The makeup took, like, three-and-half hours, and they used grease makeup on my face, because they had to glue the Hulk’s nose and forehead onto my skin, and then they’d powder it down. That would take an hour or an hour and a half. Then, my body got four or five coats of pancake makeup, which I despised. I hated it. And then you had another crew that came in and put on the clothing, wig, eyes and teeth. The eyes were painful because I could only wear them for 15 minutes at a time; they gave me peep-hole vision. So most of the time I spent in a motorhome, cold, because my skin had a tendency to sweat more with makeup on, and I’d have to be re-touched all the time. Usually, I was the first one on set and the last one to leave.

Tell me something about the Hulk show that you’ve never told any other journalist. 
One time I drove home with the makeup on, and I was on the freeway at 2am, and a guy, driving next to me, looked at me, and said, “Holy shit!” And he crashed his SUV into a bus. I ended up driving home. I was so embarrassed. That was the last time I did that. I felt so bad for that guy.

Tell me about Ferrigno Fit. I sort of feel like comic book geeks don’t really care about their physique that much. Are you looking to change that? 
Ferrigno Fit is a website that teaches people how to become their own personal trainer. My daughter and I started it. Starting Monday, we have a new series I’m filming called Pumped. It’s like the Celebrity Apprentice of bodybuilding. We’ve got a casting call on Monday morning with more than 200 competitors, and like the Apprentice, they’ll be given a goal to meet, and whoever wins the grand finale, wins.

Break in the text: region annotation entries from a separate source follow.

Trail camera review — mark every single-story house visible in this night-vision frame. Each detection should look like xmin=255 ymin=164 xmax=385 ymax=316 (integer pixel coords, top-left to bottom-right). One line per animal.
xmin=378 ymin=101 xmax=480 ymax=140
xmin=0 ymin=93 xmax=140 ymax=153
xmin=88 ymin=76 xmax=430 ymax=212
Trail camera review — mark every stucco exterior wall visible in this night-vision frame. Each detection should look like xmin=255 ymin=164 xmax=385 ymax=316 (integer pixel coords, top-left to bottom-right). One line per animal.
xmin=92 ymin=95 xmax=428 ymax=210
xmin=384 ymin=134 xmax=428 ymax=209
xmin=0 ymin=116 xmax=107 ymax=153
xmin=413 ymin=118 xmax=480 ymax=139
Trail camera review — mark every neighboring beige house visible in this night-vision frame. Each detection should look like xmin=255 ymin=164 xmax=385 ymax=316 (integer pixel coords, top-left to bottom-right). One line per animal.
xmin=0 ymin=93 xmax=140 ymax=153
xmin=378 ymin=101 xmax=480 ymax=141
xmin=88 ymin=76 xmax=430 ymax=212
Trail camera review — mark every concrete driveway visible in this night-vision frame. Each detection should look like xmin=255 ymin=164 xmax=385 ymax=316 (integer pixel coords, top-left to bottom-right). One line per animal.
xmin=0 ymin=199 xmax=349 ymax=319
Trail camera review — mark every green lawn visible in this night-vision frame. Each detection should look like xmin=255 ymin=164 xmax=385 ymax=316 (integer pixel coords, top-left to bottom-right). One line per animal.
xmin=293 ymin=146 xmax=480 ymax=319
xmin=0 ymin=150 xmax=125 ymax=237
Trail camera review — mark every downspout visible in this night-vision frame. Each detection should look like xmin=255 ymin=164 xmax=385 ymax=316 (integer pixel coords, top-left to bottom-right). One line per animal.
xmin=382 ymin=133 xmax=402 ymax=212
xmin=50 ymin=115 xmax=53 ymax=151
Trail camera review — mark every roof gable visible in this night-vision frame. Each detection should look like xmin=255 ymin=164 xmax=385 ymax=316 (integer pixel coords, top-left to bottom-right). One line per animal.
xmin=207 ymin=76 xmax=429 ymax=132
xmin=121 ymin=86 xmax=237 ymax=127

I noticed you’re a big supporter of President Trump. Might the Hulk someday run for office? 
You know, it’s funny. I have no aspirations to run for office, because I’ve been a Deputy Sheriff for 14 years. I went through the academy. But I’d definitely like to be involved with Trump when it comes to heading the President’s Council for Physical Fitness.

I take it you’d probably want to hit the weight room with Mr. Trump.
He needs the weight room, definitely. When I did The Apprentice, I know that he doesn’t like to exercise. So I’d be very happy to take him into the weight room.

What should his training regimen start with?
It would be very simple. I think he needs to improve his circulation, work out, do some cardio and tone his muscles. He’s 71 years old, and I think it would be beneficial for him.